Herb Scarf

Sterling Professor of Economics

 
Herb ScarfHerb Scarf, A.B. Temple University, Ph.D. Princeton University, faculty member at Yale since 1963, following three years at the Rand Corporation and six at Stanford University: you are a superb mathematician who has made fundamental contributions to economics and management science. Your powers as a mathematician were evident early on when, as a high school student at South Philadelphia for Boys– a school so scary you never went to class but simply took the exams - you emerged from nowhere to win the Pennsylvania State Mathematics Competition, astonishing all aspirants. Later, at Temple, you placed in the top ten in the Putnam Competition, again amazing people who believed that someone relatively untrained could not be so mathematically sophisticated. While still a graduate student at Princeton you published your first paper in the Proceedings at the National Academy of Sciences –another extraordinary achievement.

All that early promise has been borne out in your later distinguished accomplishments. Your pioneering work on optimal inventory control is the foundation of that subject. Your algorithm for computing general equilibrium is at the core of the flourishing field of applied general equilibrium, which your collaboration with students and colleagues created, and which is now widely used to estimate the effects of public policy. Your ambitious research agenda in integer programming, motivated by the discreteness of many business problems, has provided algorithms that not only give a solution, but deepen the user’s understanding of the particular problem faced, and has attracted a growing group of talented investigators both in economics and computer science.

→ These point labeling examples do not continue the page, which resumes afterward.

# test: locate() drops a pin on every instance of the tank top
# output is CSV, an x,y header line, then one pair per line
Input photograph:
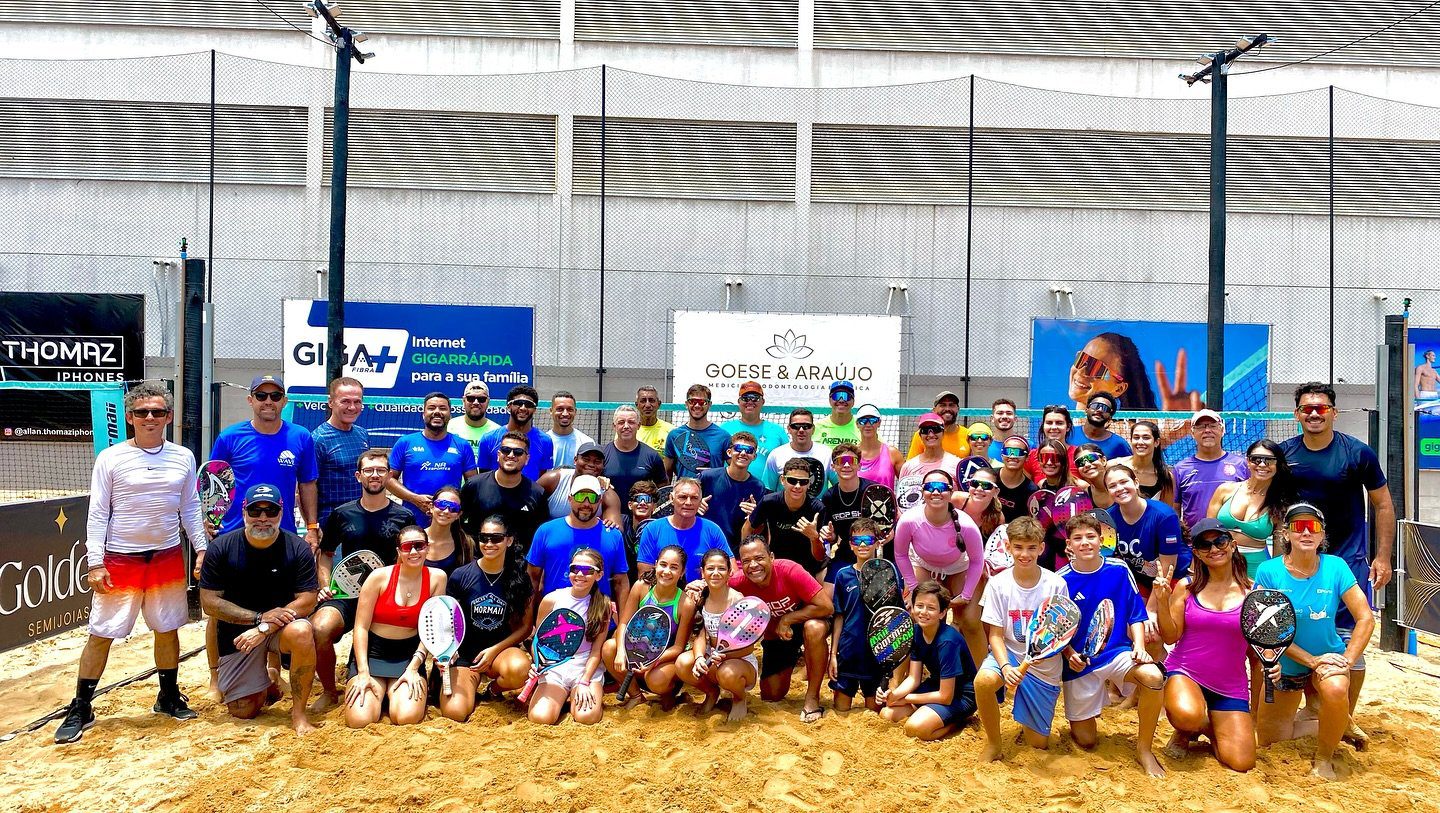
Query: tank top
x,y
1260,528
879,469
386,612
1211,651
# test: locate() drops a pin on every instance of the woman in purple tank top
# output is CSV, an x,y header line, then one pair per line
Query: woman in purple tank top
x,y
1207,689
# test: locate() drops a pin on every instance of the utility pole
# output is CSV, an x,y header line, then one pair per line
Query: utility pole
x,y
344,41
1216,71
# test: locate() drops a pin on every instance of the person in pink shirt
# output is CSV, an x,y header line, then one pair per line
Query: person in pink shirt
x,y
936,541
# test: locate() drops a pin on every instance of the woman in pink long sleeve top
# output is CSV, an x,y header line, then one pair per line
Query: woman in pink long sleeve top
x,y
936,541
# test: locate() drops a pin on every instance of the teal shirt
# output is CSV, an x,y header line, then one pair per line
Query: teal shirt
x,y
1316,600
769,438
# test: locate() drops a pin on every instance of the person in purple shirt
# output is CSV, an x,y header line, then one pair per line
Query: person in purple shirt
x,y
1201,474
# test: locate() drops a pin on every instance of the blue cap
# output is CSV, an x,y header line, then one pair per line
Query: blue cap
x,y
262,492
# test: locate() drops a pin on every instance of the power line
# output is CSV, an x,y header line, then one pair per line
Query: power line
x,y
1345,45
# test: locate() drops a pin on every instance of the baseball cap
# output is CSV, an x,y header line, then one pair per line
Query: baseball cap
x,y
1303,510
262,492
1206,413
585,482
261,380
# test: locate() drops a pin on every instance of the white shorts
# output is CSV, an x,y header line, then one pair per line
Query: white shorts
x,y
1085,697
149,583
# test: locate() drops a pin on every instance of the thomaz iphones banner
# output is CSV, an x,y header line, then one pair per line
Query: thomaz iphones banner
x,y
794,356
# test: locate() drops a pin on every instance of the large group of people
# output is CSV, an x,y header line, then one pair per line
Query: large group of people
x,y
514,521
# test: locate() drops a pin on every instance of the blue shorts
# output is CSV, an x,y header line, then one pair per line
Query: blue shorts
x,y
954,712
1036,700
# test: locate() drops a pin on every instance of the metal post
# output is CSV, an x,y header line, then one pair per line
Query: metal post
x,y
339,167
1216,311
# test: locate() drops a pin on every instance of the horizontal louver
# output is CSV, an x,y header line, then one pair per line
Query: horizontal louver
x,y
199,13
704,22
90,138
448,150
1180,29
887,164
686,159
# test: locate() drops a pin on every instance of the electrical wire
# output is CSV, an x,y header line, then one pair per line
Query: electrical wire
x,y
1345,45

For all of these fundamental and sustained contributions to theory in operations research and management sciences you have been recognized by your membership in the National Academy of Sciences and by the award of the John von Neumann Medal

 In everything you do, your quality of mind is widely admired. When you were made a Distinguished Fellow of the American Economics Association your biographers noted that you “evolve a style of time-intensive full engagement” with the most challenging problems, and then with infinite patience and inventiveness, sometimes over a period of years, work to understand their essential elements, craft elegant and ingenious solutions, and explain your findings. Your oral and written expositions are models of clarity of thought and courtesy to your audience. Perhaps this is part of what makes you such a superb teacher, one whose respect and care for students has made you a role model for generations of graduate students and a legend among undergraduates.
 
Although you have sustained a research agenda throughout your entire career, and the intellectual problems you have engaged have become part of the fabric of your life, you have nevertheless also served your school and your profession, as director of the Cowles Foundation and director of the Division of Social Sciences at Yale, and as chairman of the section of Economic Sciences at the National Academy of Sciences. Mathematical theorist though you are, you are at ease in the world of humanities and arts. Your friends know you as an avid reader, devotee of the arts, and a friend and supporter of writers and artists who are a part of your wide circle of friends. Now as you retire from Yale to continue the highest form of play—mathematical thinking—as well as the magical entertainments of high culture—your colleagues send you off with the hope that you will sustain in the future the algorithm you have discovered for personal equilibrium.